In a region where most people “age in place,” facilities offering services and socialization give primary caregivers a much-needed break.
As America ages, and older Americans are increasingly uninterested in (or unable to afford) the traditional nursing home, more and more Americans are trying to understand how to make “aging in place” a viable alternative.
In the Rio Grande Valley, one incongruously popular solution is “adult day care.”
In a piece for the Texas Observer, Daniel Blue Tyx reports that there are twice as many of these facilities in the handful of counties that comprise the Valley than there are in Houston, Dallas, and Austin—combined.
"There’s a running joke in the Valley that you can find an adult day care on every street corner," Tyx writes, a phenomenon he calls "part culture, part economic."

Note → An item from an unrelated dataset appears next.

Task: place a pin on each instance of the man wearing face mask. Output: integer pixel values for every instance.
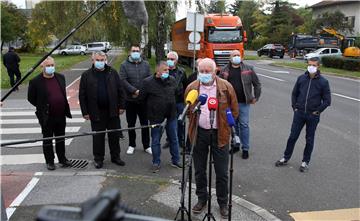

The Rio Grande Valley does not have a particularly large share of seniors, but it does have a "persistently high poverty rate" and a population that is 90 percent Hispanic and “more likely than Anglos to live at home with their children or other family members.”
“Adult day cares like those in the Valley can offer a kind of middle way between round-the-clock care by family caregivers — who frequently burn out and experience physical and mental problems themselves — and expensive, sometimes impersonal nursing home care.”
The centers Tyx profiles provide everything from exercise programs to shopping trips to social opportunities, and for the most part, it’s paid for by Medicare.
"Nationally, the number of adult day care participants has increased 63 percent since 2002, even as nursing home occupancy has flatlined. If this trend continues, the Valley today may offer a glimpse at what health care for older Americans will look like in the future."